Responding to the American demand for signing the CTBT, the spokesman said, "Pakistan's nuclear weapons are for deterrence and Islamabad would prefer signing a no-war pact with India rather than sign the CTBT." He further said that, in contrast to India's stand, Pakistan had endorsed the CTBT but reserved its judgement about signing it. He explained, "Since India opposes the treaty, Pakistan maintains it wouldn't sign as long as New Delhi refused to do so. Pakistan can't unilaterally accept obligations which tend to compromise its nuclear programme."
Diplomatic sources in Islamabad say CIA director George Tenet has already created a special unit to monitor Pakistan's nuclear and missile programmes. The unit reportedly functions in close coordination with America's Weapons Intelligence, Non-proliferation and Arms Control Centre under Alan Foley, a veteran analyst of the Soviet military structure who reports directly to the CIA chief. The special unit monitors Pakistan's nuke installations by acquiring high-resolution images through the most modern satellite technology.

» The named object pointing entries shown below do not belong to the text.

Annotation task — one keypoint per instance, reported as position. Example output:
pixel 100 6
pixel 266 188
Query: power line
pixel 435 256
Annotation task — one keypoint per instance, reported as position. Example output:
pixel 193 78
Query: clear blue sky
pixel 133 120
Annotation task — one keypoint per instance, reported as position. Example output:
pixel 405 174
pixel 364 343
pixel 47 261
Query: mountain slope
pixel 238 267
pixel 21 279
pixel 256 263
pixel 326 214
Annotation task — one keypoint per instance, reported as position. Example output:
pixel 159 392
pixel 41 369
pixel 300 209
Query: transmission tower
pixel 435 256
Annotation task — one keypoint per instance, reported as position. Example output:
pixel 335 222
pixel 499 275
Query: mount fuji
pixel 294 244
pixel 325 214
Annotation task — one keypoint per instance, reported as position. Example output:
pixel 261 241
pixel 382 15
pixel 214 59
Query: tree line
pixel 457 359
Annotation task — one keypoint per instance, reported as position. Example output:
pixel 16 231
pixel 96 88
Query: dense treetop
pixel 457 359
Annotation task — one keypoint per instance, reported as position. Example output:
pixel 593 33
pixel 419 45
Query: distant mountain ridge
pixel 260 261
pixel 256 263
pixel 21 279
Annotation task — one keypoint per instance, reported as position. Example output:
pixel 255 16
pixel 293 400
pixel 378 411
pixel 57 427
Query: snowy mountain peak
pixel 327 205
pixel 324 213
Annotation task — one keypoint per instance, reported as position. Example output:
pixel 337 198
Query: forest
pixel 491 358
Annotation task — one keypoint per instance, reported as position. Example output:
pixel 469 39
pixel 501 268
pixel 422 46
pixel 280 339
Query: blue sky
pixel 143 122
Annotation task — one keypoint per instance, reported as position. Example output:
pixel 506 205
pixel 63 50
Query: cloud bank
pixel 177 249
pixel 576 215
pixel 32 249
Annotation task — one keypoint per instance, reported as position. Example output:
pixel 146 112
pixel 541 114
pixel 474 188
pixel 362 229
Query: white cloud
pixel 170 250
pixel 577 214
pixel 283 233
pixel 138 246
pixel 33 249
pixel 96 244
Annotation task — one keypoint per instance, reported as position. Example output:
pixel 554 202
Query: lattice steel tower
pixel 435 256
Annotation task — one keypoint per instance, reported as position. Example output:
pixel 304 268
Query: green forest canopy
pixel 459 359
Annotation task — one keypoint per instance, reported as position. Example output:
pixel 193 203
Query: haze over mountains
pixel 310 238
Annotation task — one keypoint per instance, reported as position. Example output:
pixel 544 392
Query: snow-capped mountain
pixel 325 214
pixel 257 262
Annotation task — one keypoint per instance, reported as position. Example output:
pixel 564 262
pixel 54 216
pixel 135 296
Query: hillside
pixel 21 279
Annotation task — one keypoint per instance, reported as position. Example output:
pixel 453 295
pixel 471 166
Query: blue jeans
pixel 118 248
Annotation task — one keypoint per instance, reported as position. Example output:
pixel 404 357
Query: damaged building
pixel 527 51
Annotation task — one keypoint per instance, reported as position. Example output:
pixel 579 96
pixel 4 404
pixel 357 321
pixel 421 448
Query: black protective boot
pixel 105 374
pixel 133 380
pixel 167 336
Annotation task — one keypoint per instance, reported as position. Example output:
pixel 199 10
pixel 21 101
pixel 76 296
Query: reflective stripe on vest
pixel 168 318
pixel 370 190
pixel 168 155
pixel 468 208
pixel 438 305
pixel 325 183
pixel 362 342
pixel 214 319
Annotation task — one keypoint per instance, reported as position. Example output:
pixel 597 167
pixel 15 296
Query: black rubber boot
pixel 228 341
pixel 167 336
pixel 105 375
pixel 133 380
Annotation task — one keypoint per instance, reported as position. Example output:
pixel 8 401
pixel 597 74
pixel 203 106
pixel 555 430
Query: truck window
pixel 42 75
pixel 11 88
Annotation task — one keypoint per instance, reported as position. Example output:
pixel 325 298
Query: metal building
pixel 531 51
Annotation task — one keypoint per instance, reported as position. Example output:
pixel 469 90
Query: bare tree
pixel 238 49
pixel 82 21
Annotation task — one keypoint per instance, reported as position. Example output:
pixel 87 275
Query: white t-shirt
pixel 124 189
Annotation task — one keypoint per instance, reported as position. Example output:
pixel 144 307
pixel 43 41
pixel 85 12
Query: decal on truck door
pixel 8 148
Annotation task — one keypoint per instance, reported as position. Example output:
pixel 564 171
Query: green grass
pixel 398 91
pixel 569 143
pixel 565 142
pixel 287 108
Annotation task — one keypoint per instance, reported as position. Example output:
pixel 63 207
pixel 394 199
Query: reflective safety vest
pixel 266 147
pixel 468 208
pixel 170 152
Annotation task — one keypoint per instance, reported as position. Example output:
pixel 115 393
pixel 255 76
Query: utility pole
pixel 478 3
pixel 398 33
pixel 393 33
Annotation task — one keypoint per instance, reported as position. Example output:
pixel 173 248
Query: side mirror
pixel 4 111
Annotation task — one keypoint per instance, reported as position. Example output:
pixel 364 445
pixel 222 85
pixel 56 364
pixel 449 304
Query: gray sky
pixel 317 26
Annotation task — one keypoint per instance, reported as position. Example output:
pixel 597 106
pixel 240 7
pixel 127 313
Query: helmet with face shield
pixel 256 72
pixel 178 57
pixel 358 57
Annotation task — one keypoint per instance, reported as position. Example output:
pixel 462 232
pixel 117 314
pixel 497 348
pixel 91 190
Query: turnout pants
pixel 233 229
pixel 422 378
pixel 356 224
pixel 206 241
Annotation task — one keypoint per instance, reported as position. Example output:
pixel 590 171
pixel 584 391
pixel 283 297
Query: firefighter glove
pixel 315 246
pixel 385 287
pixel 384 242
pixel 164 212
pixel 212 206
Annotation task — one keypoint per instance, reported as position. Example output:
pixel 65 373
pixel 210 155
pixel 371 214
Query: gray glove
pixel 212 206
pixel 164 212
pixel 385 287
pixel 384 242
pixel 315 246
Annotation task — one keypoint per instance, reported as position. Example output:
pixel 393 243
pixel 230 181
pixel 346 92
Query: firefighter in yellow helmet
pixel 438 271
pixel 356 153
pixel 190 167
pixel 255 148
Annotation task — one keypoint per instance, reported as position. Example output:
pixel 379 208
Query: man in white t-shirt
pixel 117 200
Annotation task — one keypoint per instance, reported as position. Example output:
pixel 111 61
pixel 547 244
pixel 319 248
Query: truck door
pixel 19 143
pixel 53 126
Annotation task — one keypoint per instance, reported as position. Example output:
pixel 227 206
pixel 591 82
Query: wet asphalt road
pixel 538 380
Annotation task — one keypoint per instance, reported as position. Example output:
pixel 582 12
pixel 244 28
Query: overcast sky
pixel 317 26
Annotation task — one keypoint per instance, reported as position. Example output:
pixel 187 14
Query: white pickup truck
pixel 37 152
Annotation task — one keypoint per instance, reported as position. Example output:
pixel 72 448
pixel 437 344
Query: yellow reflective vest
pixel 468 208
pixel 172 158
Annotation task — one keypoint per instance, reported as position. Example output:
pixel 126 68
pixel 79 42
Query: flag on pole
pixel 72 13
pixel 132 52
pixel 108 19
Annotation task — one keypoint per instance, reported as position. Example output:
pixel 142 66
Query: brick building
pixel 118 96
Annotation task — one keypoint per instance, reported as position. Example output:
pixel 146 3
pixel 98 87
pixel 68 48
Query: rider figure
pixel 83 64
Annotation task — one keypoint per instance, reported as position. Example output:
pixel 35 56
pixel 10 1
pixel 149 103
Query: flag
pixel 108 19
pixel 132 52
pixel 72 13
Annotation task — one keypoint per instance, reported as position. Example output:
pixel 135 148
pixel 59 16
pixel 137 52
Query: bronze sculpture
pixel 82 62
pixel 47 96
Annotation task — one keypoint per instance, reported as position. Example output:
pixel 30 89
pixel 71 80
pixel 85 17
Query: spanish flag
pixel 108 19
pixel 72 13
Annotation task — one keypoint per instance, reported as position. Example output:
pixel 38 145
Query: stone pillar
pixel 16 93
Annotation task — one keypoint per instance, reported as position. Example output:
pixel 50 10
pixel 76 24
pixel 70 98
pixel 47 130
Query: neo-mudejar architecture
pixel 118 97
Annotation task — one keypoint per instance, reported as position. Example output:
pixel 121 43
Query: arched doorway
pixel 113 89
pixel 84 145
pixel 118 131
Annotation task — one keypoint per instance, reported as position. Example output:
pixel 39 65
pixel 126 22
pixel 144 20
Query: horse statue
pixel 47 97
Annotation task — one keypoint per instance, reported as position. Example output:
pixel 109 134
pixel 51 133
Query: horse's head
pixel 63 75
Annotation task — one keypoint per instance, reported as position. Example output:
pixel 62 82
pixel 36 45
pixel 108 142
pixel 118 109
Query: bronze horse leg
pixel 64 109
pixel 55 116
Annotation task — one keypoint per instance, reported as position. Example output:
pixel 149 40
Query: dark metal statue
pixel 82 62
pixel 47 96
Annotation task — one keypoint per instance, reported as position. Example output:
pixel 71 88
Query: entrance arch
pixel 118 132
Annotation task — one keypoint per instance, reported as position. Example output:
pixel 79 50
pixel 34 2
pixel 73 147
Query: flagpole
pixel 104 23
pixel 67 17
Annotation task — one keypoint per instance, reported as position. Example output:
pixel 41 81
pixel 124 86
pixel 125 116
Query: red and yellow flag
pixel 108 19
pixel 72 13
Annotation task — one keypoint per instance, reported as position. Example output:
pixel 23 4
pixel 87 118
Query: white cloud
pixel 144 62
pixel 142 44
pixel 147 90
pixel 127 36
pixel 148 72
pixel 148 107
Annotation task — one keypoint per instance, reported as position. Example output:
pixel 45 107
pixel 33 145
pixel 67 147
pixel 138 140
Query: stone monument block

Pakistan's main nuclear sites which the US wants to monitor jointly include, among others, the now infamous Khan Research Laboratories, Kahuta (involved in uranium enrichment and nuclear weapon research/development); the Pakistan Atomic Energy Commission, Islamabad (nuclear weapon research); the Chashma Nuclear Power Reactor, Chashma; the Karachi Nuclear Power Reactor (125-mw power reactor); the Khushab Research Reactor and Heavy Water Production Plant; the Dera Ghazi Khan Uranium Milling and Conversion Centre; and the Chagai Hills nuclear test site.
Similarly, Pakistan's main missile facilities that the US wants to monitor include the National Defence Complex (NDC), Tarwanah suburb, Rawalpindi; the Defence Science and Technology Organisation (DESTO), Chaklala Cantt; the Air Weapon Complex, Wah/Kamra; the Pakistan Ordnance Factories (POF) in Topi; the Ghulam Ishaq Khan Institute of Engineering Sciences and Technology in Ormara; the Al Technique Corporation of Pakistan Ltd (ATCOP), Potohar Plateau, Fatehjang; the Space and Upper Atmosphere Research Commission Headquarters (SUPARCO), Karachi; and the Flight Test Range (ftr) at Sonmiani Beach, Karachi, SUPARCO's primary rocket launch facility.
Musharraf has been claiming he would not allow foreign inspection of the country's nuclear installations. But Khan's confession has weakened his ability to withstand the US pressure. There's also a feeling that Washington could twist his arms through threats of imposing sanctions or holding back economic assistance promised to Islamabad.